The Supreme Court held that the application of CISG was justified under Art. 1(1)(a), as both parties had their places of business in Contracting States.

As to the merits, the Court pointed out that under CISG there was no need to make a distinction between failure to perform and other types of breach of contract. Delivery of non-conforming goods amounts to breach of contract under Art. 35 CISG but only if the non-conformity amounts to a fundamental breach of contract under Art. 25 CISG is the buyer entitled to request - as it did in this case - delivery of substitute goods under Art. 46(2).

The Supreme Court also noted that under Art. 25 CISG “detriment” (namely to deprive a party of what he is entitled to expect under the contract) does not necessarily have to equal damage as damage include all actual and potential negative consequences of breach of contract. A party relying on fundamental breach of contract does not have to prove that it had suffered damage or lost profits. The criterion of “obligee’s reasonable expectations under the contract” is objective and requires full analysis of the contract, the practices established between the parties, the relevant usages and all circumstances of the case. The burden of proving the circumstances giving cause to fundamental breach of contract is on the party seeking relief under CISG (in the case at hand, the buyer).

The Court agreed with legal scholars in finding that until the substitute goods are delivered the buyer is not obliged to pay the price because if it did the seller would receive performance even though it had not performed its contractual obligations.
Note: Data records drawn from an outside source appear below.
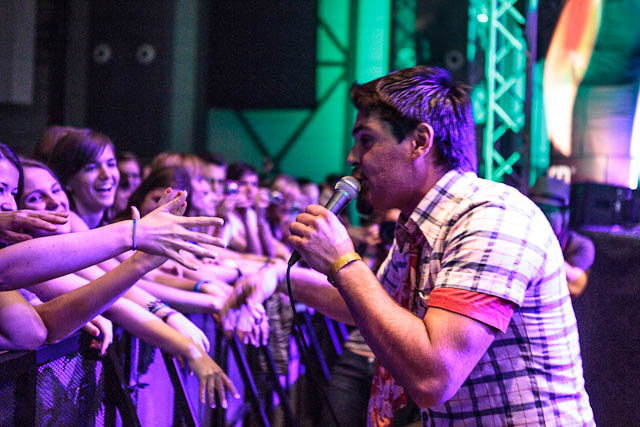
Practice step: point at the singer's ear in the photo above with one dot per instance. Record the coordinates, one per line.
(423, 140)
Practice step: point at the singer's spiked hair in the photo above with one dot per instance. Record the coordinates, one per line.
(407, 97)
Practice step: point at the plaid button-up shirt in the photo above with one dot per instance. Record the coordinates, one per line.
(487, 237)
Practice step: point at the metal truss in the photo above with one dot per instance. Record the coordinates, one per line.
(497, 36)
(403, 34)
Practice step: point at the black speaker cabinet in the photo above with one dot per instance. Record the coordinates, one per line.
(130, 71)
(601, 204)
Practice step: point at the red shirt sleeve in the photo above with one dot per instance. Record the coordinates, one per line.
(490, 310)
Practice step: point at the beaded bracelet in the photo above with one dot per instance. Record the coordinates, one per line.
(156, 305)
(199, 283)
(169, 314)
(133, 236)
Therefore, in the Supreme Court’s view the Appellate Court had incorrectly interpreted Art. 46(2) CISG. However, the Supreme Court stated that it did not follow from Art. 46(2) that the request for substitute goods automatically entitles the party to suspend payment since this provision governs only the buyer’s right to demand delivery of substitute goods. Nor could Art. 71 CISG directly provide the legal ground for suspending payment as it grants such a right only in case of anticipatory breach of contract. However, the Court agreed that the Appellate Court had violated the Convention by not considering whether Art. 71 might be applied by analogy or whether it might give rise to a general principle underlying the Convention to be used to fill a gap in it and grant the party deprived of what he had a right to expect under the contract, namely a general right to suspend performance. The Court added that such a general principle can also be derived from other provisions of the Convention (see Opinion No. 5 of the CISG Advisory Council) and is supported by the case law of some Contracting States as well as by the good faith principle.
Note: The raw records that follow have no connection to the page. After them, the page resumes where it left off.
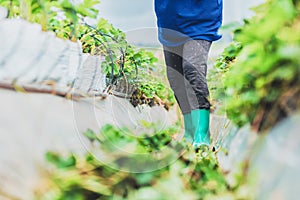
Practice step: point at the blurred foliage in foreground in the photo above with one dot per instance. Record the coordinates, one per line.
(188, 177)
(260, 71)
(128, 69)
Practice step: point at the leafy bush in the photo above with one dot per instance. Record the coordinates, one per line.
(261, 70)
(190, 177)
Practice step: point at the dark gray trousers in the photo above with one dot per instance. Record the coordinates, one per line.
(186, 71)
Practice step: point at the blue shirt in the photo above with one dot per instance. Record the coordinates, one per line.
(182, 20)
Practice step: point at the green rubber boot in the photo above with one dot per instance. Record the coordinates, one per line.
(188, 128)
(200, 118)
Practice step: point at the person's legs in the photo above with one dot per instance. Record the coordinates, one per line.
(195, 54)
(173, 59)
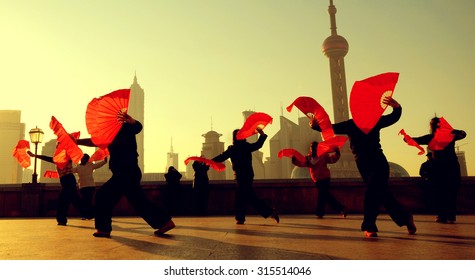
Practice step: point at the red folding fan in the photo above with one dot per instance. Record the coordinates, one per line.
(218, 166)
(252, 122)
(20, 153)
(408, 139)
(443, 136)
(51, 174)
(366, 99)
(101, 116)
(291, 153)
(330, 144)
(66, 142)
(314, 111)
(99, 154)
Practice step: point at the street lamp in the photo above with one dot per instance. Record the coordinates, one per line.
(36, 136)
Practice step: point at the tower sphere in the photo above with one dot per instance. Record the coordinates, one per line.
(335, 45)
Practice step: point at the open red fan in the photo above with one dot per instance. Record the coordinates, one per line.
(19, 152)
(314, 111)
(411, 142)
(51, 174)
(330, 144)
(218, 166)
(99, 154)
(101, 116)
(366, 99)
(291, 153)
(66, 142)
(252, 122)
(443, 136)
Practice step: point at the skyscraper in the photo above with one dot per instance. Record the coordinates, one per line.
(335, 48)
(137, 111)
(12, 130)
(172, 158)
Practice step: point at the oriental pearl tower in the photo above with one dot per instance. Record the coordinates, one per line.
(335, 48)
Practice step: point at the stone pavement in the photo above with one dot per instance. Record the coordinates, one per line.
(297, 237)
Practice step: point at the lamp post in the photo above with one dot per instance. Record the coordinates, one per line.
(36, 136)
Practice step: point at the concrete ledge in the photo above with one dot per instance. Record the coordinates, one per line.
(290, 196)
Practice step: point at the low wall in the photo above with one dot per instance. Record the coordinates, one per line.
(288, 196)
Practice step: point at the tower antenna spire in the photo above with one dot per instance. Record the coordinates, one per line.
(332, 12)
Furthermore, the Court found that there was no violation of Art. 80 CISG since the failure to pay the price was not a result of the lack of mutual contractual performances but of the seller’s failure to offer goods conforming to the contract. Therefore, the necessary link between the obligor's conduct and the obligee's performance required by Art. 80 was lacking.

Conclusively, the Supreme Court held that Art. 46(2) and 71 CISG had been violated and turned the case over to the Court of Appeal for revision.